PREOPERATIVE IMAGING/TESTING
A standard AP pelvic radiograph is useful to rule out other causes of limp, such as slipped capital femoral epiphysis, bone neoplasm, chronic osteomyelitis, and Legg-Calvé-Perthes disease. Greater than 2 mm of side-to-side difference from the medial part of the femoral head to the medial part of the acetabulum is diagnostic of an effusion.1 Ultrasonography of the hip is now a common modality for diagnosing the presence of an effusion and, in some centers, a diagnostic aspiration can be completed simultaneously. Important diagnostic blood work includes a complete blood cell count, including differential, erythrocyte sedimentation rate (ESR), C-reactive protein (CRP) level, Lyme titer (depending on geographic region), blood culture, and antistreptolysin O titer.

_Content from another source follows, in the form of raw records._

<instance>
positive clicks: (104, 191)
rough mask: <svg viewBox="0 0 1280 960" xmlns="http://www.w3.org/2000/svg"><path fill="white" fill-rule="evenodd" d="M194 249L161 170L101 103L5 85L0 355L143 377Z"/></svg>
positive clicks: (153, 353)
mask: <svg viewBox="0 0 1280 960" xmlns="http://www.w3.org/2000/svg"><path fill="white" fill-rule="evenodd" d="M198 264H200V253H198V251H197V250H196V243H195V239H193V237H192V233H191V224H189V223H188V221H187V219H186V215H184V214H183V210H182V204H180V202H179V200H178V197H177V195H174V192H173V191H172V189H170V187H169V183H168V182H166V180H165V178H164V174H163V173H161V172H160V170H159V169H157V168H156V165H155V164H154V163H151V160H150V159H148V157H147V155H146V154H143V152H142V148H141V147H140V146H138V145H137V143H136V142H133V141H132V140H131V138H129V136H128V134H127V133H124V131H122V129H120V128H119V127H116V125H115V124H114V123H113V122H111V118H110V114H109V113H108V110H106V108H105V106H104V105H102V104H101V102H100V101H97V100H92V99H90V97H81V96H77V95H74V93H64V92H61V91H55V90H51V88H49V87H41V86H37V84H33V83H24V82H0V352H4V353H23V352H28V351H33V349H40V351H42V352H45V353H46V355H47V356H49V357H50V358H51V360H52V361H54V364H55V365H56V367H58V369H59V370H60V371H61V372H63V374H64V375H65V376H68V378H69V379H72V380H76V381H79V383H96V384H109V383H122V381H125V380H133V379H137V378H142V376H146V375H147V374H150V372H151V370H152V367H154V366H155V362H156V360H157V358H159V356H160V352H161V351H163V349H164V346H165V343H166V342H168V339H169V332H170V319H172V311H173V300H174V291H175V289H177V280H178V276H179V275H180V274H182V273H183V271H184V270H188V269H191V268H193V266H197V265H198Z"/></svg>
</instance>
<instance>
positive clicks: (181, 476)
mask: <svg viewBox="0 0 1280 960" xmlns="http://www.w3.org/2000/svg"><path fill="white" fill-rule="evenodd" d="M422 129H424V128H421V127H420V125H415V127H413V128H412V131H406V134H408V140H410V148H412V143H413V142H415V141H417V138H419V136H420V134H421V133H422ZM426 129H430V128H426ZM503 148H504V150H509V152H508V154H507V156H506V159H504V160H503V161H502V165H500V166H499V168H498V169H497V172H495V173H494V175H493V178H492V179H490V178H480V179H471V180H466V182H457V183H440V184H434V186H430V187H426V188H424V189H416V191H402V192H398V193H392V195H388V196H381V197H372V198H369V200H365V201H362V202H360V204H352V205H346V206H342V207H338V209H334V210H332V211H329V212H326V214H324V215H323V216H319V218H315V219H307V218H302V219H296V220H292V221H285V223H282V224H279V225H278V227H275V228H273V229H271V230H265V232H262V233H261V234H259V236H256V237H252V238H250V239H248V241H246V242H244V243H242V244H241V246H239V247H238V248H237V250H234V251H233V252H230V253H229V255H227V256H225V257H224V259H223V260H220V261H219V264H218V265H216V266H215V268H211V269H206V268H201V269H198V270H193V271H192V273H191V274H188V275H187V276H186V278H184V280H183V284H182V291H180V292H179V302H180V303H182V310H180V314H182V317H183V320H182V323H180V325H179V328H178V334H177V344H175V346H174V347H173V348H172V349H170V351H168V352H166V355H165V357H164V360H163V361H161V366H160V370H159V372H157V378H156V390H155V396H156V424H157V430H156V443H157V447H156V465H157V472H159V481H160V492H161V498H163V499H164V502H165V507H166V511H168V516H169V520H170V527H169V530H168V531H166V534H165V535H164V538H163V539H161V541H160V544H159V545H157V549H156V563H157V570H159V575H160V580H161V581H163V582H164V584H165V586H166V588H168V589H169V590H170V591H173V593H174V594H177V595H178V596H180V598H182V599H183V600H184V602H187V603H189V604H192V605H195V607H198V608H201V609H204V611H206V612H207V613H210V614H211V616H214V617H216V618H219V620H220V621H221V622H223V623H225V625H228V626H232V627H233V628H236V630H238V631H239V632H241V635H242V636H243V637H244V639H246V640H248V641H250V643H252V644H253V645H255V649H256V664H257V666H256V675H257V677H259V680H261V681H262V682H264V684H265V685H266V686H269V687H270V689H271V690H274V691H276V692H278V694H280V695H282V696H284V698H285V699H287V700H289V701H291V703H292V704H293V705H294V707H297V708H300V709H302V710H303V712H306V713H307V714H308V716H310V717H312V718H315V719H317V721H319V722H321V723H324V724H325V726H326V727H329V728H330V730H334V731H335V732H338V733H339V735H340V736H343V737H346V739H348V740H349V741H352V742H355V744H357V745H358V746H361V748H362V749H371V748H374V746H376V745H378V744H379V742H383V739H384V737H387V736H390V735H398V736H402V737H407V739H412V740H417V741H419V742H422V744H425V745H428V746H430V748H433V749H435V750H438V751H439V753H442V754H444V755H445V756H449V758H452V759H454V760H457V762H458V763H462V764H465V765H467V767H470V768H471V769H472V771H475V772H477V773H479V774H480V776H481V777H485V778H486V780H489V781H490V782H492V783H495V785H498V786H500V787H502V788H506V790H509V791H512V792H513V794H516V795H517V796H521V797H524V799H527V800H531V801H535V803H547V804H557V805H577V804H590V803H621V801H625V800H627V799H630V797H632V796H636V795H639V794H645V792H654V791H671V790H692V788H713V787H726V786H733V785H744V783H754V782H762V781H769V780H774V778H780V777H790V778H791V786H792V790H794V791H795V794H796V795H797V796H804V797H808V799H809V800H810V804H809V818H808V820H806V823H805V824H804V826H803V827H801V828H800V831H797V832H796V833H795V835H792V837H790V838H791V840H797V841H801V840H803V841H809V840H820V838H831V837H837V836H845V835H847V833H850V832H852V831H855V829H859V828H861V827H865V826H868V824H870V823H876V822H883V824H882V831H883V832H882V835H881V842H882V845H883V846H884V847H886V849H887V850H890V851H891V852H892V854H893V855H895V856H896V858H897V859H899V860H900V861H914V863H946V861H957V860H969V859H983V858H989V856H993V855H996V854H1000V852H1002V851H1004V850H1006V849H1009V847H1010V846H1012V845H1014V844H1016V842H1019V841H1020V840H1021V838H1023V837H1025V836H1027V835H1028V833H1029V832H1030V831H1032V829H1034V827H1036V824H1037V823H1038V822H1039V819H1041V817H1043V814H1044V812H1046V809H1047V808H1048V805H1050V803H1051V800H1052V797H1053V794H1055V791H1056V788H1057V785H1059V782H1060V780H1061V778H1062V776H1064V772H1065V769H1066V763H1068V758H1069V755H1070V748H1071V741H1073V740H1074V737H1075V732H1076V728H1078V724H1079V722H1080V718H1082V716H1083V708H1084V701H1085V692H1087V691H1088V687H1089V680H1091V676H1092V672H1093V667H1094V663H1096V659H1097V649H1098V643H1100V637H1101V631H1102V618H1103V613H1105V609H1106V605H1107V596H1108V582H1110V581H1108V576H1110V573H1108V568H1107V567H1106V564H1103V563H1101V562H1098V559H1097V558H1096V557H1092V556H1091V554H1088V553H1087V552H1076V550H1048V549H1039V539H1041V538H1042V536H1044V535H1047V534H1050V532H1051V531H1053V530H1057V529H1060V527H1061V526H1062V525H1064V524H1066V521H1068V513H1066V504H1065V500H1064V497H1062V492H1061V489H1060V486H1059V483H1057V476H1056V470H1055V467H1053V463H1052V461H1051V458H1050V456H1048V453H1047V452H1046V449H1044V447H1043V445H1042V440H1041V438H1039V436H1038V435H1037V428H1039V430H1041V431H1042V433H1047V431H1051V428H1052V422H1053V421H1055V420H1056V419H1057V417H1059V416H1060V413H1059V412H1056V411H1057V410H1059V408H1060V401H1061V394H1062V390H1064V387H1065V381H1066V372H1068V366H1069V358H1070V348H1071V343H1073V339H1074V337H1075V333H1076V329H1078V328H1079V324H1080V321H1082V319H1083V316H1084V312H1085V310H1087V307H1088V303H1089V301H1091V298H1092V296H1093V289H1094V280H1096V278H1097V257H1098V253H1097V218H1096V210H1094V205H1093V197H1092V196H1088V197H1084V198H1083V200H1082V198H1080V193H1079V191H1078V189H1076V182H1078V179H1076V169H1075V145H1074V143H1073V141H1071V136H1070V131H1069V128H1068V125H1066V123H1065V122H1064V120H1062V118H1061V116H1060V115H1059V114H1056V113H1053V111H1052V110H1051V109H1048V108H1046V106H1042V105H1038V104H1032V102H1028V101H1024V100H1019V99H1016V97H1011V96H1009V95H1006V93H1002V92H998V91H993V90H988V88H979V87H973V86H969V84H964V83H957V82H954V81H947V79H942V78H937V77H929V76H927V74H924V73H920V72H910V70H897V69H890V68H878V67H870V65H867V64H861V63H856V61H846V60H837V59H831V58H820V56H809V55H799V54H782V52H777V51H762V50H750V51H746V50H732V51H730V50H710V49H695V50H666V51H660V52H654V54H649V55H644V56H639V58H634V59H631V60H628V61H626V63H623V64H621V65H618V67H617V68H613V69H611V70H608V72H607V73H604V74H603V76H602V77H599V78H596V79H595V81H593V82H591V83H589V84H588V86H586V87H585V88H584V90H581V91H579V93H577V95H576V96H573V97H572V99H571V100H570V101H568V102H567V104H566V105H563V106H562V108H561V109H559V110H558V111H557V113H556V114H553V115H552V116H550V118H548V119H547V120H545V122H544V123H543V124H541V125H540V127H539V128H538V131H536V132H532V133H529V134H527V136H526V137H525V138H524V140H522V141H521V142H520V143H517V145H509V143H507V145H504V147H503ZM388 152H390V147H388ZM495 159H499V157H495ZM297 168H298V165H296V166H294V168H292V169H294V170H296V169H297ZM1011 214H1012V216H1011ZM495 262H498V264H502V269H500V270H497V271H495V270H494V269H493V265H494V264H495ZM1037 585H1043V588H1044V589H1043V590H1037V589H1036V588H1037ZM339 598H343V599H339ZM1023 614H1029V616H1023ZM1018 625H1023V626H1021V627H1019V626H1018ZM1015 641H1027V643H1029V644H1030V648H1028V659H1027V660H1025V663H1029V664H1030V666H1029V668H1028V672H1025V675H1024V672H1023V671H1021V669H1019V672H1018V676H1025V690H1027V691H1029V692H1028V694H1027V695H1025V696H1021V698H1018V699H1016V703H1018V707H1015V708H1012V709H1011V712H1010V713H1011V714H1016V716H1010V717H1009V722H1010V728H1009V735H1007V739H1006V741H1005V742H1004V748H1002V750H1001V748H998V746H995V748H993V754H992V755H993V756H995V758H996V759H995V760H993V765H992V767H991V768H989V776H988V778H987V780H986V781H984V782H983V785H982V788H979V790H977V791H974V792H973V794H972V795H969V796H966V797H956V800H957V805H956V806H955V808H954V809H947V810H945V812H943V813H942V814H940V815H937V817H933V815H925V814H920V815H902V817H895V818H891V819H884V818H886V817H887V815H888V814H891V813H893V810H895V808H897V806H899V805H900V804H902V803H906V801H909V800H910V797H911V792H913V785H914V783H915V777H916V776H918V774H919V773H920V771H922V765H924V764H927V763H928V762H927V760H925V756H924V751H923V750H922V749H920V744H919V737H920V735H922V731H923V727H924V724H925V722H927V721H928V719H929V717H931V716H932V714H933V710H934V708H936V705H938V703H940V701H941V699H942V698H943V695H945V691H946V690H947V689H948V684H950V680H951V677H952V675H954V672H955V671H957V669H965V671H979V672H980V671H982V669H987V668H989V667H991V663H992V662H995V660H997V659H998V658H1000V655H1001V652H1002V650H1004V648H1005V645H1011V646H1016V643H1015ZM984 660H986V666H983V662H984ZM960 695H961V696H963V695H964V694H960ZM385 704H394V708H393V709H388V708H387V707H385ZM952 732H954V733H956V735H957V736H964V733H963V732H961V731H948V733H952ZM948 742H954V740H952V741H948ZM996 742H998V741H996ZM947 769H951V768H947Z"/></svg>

Kocher et al5 have described a clinical prediction rule for the differentiation between septic arthritis and transient synovitis of the hip that is based on four independent, multivariate predictors of septic arthritis of the hip: a history of fever (temperature >39.5°C), non-weight bearing, ESR greater than 40 mm/hr, and a serum white blood cell count greater than 12,000 cells/mm3 (>12.0 × 109/L). More recently, Caird et al6 demonstrated the utility of an elevated CRP level (>20 mg/L) as a fifth independent predictor in diagnosing septic arthritis. At the authors’ institution, a combination of Kocher’s criteria and CRP level is used to help make the diagnosis of septic arthritis. In addition to these predictors, an aspiration of the hip joint (either in the radiology suite or the operating room) can be diagnostic. A well-accepted definition of septic arthritis is a joint aspirate with a white blood cell count greater than 50,000 cells/mm3 (50.0 × 109/L). Conversely, a joint aspiration with a white blood cell count under 25,000 cells/mm3 (25.0 × 109/L) has been universally accepted to reflect an inflammatory process, such as transient synovitis. Aspirations that reveal a white blood cell count between 25,000 and 75,000 cells/mm3 are more challenging for the orthopaedic surgeon; in these situations, a combination of clinical examination, inflammatory markers, and aspiration results help guide the surgeon in decision making.7 At our institution, when the diagnosis is still uncertain, MRI of the affected
joint is performed to help differentiate between septic arthritis and osteomyelitis of the proximal femur or the acetabulum.
joint is performed to help differentiate between septic arthritis and osteomyelitis of the proximal femur or the acetabulum.
Kocher’s criteria for differentiating a septic hip have been applied at other institutions with variable results.2,3,4 This has led authors to conclude that using a clinical prediction algorithm to differentiate between septic arthritis and transient synovitis has improved overall care for children. Despite these excellent prediction rules, the ultimate decision for surgical incision and drainage should be based on clinical judgment.